Apple employees are said to have leaked emails over allegations that the company has a "sexist" and "toxic" work environment.
Approximately a dozen unidentified female Apple employees claim to have been the victims of a "very toxic atmosphere" at Apple that include jokes about rape and gender stereotypes by male workers who allegedly conveyed feelings that women are "nags," according to emails and interviews reportedly obtained by Mic's Melanie Ehrenkranz. One woman, using the pseudonym Danielle in the interview with Mic, said that some of her male co-workers joked about the possibility of a man entering their office to "rape everybody." After repeated attempts to file formal complaints about the "toxic" work environment with managers, Danielle is said to have escalated the concerns to Apple CEO Tim Cook.
"Rape jokes in work chat is basically where I completely draw the limit," she wrote to Cook, according to Mic, which obtained the email from Danielle. "I do not feel safe at a company that tolerates individuals who make rape jokes."
Danielle says Cook never responded to the concern.

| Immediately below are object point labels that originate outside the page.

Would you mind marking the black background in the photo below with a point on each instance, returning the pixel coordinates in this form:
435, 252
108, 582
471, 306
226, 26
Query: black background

However, her experience might not have been unique. Ehrenkranz says she obtained more than 50 pages of emails between approximately one dozen female Apple employees discussing "stories of discrimination and workplace harassment." The emails come from both current and former Apple employees, the report says.
While Apple (aapl) did not respond to a Fortune request for comment on the Mic piece, it highlights a potential problem for Apple as it looks to instill change and improve the lives of all that it serves. It's also the latest in a string of complaints of late that have questioned just how diverse Apple truly is.
Last week, Ehrenkranz published a story on Mic noting that Apple's major iPhone 7 press event last week lacked diversity. She highlighted that men were given about 99 minutes to speak during the event, while women had only eight minutes on stage. Apple subsequently responded to the claims in an email that a spokesman had hoped would remain off the record and therefore not go public. However, Ehrenkranz argued that because she didn't agree to an off-the-record conversation, the comments could (and should) be published. Ehrenkranz subsequently published the email this week.
“There was a lot of diversity on that stage that you don’t recognize,” the unidentified Apple spokesman reportedly said in the email to Ehrenkranz. “Unrecognized by you was the fact that we had a gay man, two African-Americans (Instagram and Nike), a Canadian and a British woman, Hannah Catmur.”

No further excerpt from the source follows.